エストロゲン受容体は、エストラジオールなどのエストロゲンに応答する受容体です。主な受容体としてERαとERβがあります。
エストロゲン受容体は、生殖器官だけでなく、骨、乳腺、血管、中枢神経系、脂質代謝、性腺軸にも関わります。
リガンド
主な内因性リガンドはエストラジオールです。エストロン、エストリオールなどもエストロゲン作用を持ちますが、成人男性の性ステロイド領域ではエストラジオールが中心になります。
エストラジオールは、男性でもアンドロゲンからのアロマターゼ変換により生成されます。
ERαとERβ
| 受容体 | 特徴 |
|---|---|
| ERα | 生殖器官、乳腺、骨、代謝、フィードバックなどに関与 |
| ERβ | 骨、脳、生殖器官、血管など複数組織に発現 |
ERαとERβは同じエストラジオールに反応しますが、組織分布や転写応答は同じではありません。
核内受容体としての作用
エストロゲン受容体は核内受容体として遺伝子発現を調節します。

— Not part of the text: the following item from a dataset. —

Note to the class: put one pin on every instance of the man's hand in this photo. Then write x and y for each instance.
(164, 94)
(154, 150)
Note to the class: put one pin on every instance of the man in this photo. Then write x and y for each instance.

エストラジオールが受容体に結合すると、受容体の構造が変化し、転写調節領域や共調節因子と相互作用します。
エストロゲン作用には、古典的な転写制御だけでなく、より速い非古典的経路もあります。
男性での作用
男性では、エストラジオールは骨密度、性腺刺激ホルモンのフィードバック、性機能、脂質代謝、乳腺組織などに関わります。
男性におけるエストロゲン作用は、アンドロゲン作用の副産物ではなく、内分泌系の構成要素です。